The Sink is a runtime platform component responsible for processing the output produced upon executing one of the life cycle actions of the particular project pipeline.

It is a (much simpler) logical counterpart to the feed concept.

Individual sink providers are mostly relevant to batch mode. The concept is still used also in the serving mode, but the component is embedded in the engine which transparently deals with the output.

Architecture

From a high-level perspective, Sink mirrors the feed design with flow inversion.
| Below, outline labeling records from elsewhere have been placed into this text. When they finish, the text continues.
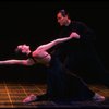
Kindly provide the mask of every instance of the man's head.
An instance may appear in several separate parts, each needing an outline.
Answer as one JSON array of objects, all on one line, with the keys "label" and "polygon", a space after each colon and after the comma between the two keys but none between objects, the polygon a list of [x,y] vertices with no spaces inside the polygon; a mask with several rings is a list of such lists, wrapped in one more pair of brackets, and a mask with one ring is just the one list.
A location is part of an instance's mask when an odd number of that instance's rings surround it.
[{"label": "man's head", "polygon": [[26,53],[26,55],[28,55],[29,52],[31,52],[31,50],[29,50],[29,46],[27,46],[27,45],[19,45],[17,47],[16,47],[16,49],[15,49],[15,52],[22,52],[22,53]]},{"label": "man's head", "polygon": [[71,22],[69,14],[65,10],[60,10],[57,14],[57,21],[60,26],[68,26]]}]

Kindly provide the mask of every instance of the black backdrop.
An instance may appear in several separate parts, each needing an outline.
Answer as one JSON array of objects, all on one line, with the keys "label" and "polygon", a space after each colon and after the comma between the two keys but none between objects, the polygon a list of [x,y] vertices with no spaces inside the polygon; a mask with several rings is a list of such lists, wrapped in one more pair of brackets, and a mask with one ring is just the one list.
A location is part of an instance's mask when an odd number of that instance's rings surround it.
[{"label": "black backdrop", "polygon": [[[109,70],[109,2],[106,1],[2,1],[0,2],[0,60],[20,59],[19,44],[38,45],[59,33],[57,12],[66,9],[72,19],[85,22],[97,36],[95,47]],[[25,57],[24,57],[25,58]],[[43,66],[0,65],[0,80],[45,82]]]}]

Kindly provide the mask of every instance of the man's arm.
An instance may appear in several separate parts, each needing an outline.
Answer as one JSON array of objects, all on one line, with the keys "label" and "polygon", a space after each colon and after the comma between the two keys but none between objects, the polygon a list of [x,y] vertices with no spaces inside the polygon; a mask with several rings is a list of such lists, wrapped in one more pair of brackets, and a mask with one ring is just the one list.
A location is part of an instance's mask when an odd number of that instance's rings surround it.
[{"label": "man's arm", "polygon": [[51,47],[53,47],[53,46],[56,46],[58,44],[68,41],[68,40],[72,39],[72,38],[75,38],[75,37],[80,37],[80,35],[76,34],[76,33],[72,33],[69,37],[58,38],[58,39],[55,39],[53,41],[50,41],[50,43],[48,43],[46,45],[39,46],[37,48],[37,50],[48,50],[48,49],[50,49]]},{"label": "man's arm", "polygon": [[14,59],[11,59],[11,60],[0,61],[0,65],[3,65],[3,64],[33,65],[34,62],[31,59],[27,59],[27,60],[14,60]]}]

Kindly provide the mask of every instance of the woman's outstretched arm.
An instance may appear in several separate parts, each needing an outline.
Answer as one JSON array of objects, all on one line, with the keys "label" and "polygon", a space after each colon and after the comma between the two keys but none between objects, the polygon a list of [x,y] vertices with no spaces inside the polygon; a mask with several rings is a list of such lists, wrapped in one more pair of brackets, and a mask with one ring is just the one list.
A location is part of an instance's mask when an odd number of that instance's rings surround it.
[{"label": "woman's outstretched arm", "polygon": [[69,37],[58,38],[58,39],[55,39],[53,41],[50,41],[46,45],[41,45],[37,48],[37,50],[48,50],[48,49],[50,49],[51,47],[53,47],[58,44],[68,41],[68,40],[72,39],[72,38],[75,38],[75,37],[80,38],[80,35],[77,33],[72,33]]},{"label": "woman's outstretched arm", "polygon": [[27,60],[15,60],[15,59],[11,59],[11,60],[0,61],[0,65],[3,65],[3,64],[33,65],[34,62],[31,59],[27,59]]}]

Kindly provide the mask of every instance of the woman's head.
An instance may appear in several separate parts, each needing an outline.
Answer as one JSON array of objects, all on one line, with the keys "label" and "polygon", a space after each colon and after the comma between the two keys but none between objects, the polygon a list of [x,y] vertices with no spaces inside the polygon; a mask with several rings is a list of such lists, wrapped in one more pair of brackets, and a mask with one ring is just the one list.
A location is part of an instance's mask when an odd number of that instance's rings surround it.
[{"label": "woman's head", "polygon": [[16,47],[16,49],[15,49],[15,52],[22,52],[22,53],[29,53],[31,52],[31,50],[29,50],[29,46],[27,46],[27,45],[19,45],[17,47]]}]

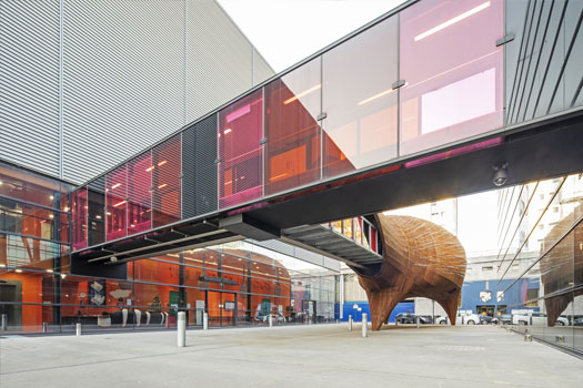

It relies on a particular Writer implementation acting as an adapter between the pipeline output and the external media layer.

When launching the pipeline, ForML runner expands the Sink into a closing task within the assembled workflow making it a native part of the final DAG to be executed.

The core Sink API looks as follows:

forml.io.Consumer

alias of Callable[[layout.RowMajor], layout.Outcome]

class forml.io.Sink(**writerkw)[source]

Abstract base class for pipeline output sink providers.

It integrates the concept of a Writer provided using the consumer() method or by overriding the inner .Writer class.

classmethod consumer(schema: dsl.Source.Schema | None, **kwargs: Any) io.Consumer[source]

Consumer factory method.

A Consumer is a generic callable interface most typically represented using the forml.io.Sink.Writer implementation whose task is to commit the pipeline output using an external media layer.

Unless overloaded, the method returns an instance of cls.Writer (which might be easier to extend without needing to overload this method).

Note

For compatibility with the serving mode, the callable Consumer is (contra-intuitively) expected to provide a return value.

Parameters:
schema: dsl.Source.Schema | None

Result schema.

**kwargs: Any

Optional writer keyword arguments.

Returns:

Consumer instance.

class forml.io.Sink.Writer(schema: dsl.Source.Schema | None, **kwargs: Any)

Generic writer base class matching the Sink consumer interface.

It is a low-level output component responsible for committing the actual pipeline output to the supported external media layer using its specific data representation (the write() method).

classmethod format(schema: dsl.Source.Schema, data: layout.RowMajor) layout.Native

Convert the output data into the required media-native layout.Native format.

Parameters:
schema: dsl.Source.Schema

Data schema.

data: layout.RowMajor

Output data.

Returns:

Data formatted into the media-native layout.Native format.

abstract classmethod write(data: layout.Native, **kwargs: Any) None

Perform the write operation with the given media-native data.

Parameters:
data: layout.Native

Output data in the media-native format.

**kwargs: Any

Optional writer keyword arguments (as given to the constructor).

Sink Providers

Sink providers can be configured within the runtime platform setup using the [SINK.*] sections.

The available implementations are:

Null

Null sink with no real write action.

Stdout

Sink implementation committing the pipeline result to the standard output of the execution process.